The evening session included a demonstration of computer programming on a bank of Acorn BBC computers. I didn’t have a home computer at this point, and I found this session interesting. There was one BBC computer at our school, on a trolley, but it was shared across the Grade 5-6 classes and, being in Grade 4, I’d only admired it from a distance. I found the session fun, and stored away the idea that one day I might have a computer to play with. What wasn’t fun was the teacher, a man well into his senior years, was farting his way through the entire class. He showed no outward sign that he cared about his flatulence and proceeded to talk even though the class was in hysterics each time he reached up to draw on the black board he would drop his guts. I’m glad I wasn’t seated on the mat in the front row, at arse height, for that session.
As the evening drew to a close there was a disco arranged. Byrce ate something dodgy and fell ill after tea. He went back to our room, took the top bunk, and went to sleep early. I hung around with my new male friends, circling the dance floor, watching the girls but never attempting to talk, let alone dance with them. I struck up a bond with Jonathon and we got into some mischief (we would reunite 10 years later at University and get up to mischief). I think we popped a bunch of balloons right behind a group of girls at the drink station. This led to the girls spilling fizzy cordial everywhere, which led to other bottles being knocked off the table and there being an ocean of sticky cordial on the dance floor. Strangely enough I was too slow to vacate the scene and got pinged for the crime. No adult would listen to my unconvincing argument that we were conducting a ’cause and effect’ experiment. In my defence we were on a maths science camp. Anyway, an overzealous teacher led me back to my room as a form of punishment. I didn’t respond well to having my evening cut short, and I let the unfamiliar teacher know about it with my stink eye. To underline my petulance, I grabbed the ladder that was in the way of me accessing my bed and I flung it on to the top bunk. It hit poor Bryce in the head and the ladder hooks landed on his back. For that I was sincerely sorry. I had forgotten Bryce had retired early, and he now had a head ache to go with his stomach ache.

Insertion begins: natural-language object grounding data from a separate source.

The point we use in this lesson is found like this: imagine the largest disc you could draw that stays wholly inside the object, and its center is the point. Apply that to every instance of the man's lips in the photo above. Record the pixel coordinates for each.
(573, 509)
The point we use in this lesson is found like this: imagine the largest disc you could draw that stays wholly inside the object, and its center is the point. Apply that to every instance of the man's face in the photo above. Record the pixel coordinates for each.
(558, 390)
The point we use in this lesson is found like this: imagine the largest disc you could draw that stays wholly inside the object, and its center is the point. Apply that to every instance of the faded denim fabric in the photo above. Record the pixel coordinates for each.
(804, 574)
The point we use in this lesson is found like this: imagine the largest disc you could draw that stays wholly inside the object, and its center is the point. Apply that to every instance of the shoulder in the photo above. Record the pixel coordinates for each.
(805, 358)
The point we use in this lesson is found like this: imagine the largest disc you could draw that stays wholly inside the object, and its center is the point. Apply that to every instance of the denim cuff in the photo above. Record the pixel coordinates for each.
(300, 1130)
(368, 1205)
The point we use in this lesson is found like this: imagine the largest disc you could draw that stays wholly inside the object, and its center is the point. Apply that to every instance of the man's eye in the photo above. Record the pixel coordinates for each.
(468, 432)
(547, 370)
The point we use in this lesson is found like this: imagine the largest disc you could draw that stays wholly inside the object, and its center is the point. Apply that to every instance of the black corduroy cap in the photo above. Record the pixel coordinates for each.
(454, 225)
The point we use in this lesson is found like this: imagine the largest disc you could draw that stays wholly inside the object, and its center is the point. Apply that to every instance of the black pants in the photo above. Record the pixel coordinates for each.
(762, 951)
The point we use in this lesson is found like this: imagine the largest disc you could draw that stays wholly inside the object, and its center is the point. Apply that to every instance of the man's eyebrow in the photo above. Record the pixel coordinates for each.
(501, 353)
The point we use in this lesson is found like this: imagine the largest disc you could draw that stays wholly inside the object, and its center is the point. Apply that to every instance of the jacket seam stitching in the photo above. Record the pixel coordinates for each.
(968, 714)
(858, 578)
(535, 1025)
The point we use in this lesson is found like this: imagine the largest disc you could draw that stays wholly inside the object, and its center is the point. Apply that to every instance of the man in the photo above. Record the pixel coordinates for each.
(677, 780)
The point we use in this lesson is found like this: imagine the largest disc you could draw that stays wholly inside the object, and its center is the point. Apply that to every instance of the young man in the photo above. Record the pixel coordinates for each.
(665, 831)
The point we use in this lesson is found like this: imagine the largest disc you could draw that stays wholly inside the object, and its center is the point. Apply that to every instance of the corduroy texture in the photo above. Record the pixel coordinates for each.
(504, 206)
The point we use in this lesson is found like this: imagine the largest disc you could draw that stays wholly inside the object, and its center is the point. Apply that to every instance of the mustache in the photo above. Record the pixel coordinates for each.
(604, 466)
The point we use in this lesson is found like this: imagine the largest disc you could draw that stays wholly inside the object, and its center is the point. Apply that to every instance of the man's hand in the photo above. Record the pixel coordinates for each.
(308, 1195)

I went to bed angry but not home sick. I woke the next morning and enjoyed the rest of the camp with a fully recovered Bryce. His Mum arrived in the early afternoon to take us home . The plan coordinated between our parents had been for me to stay an additional night with Bryce at Hillwood (25km from George Town), and catch the bus to school with him the next day. We played on his farm and had tea, but as soon as bed time rolled around I became really homesick. I pined for my parents. I desperately wanted to go home. I was so desperate that I even contemplated walking in the dark (after all, I had run home from school previously to see my Mum). My anxiety peaked to the point of tears and a tantrum, and it was at that point Bryce’s Mum delivered me home.
Upon reflection, it’s not unusual for kids to experience homesickness. What I now know, however, is that in that moment at Bryce’s place I was experiencing a full blown ‘panic attack’. My amygdala had taken over, and I was in flight mode. As much as I tried to hide it earlier in the evening, I could feel it bubbling up. When it hit there was nothing I could draw upon to calm myself nor regulate my emotions. I’d spent one night away from home, and I had no additional reserves to survive another. I can still tune into to the depth of feeling – that feeling of dread – and the only thing that was going to fix it was to be deposited back with my parents – in my safe place.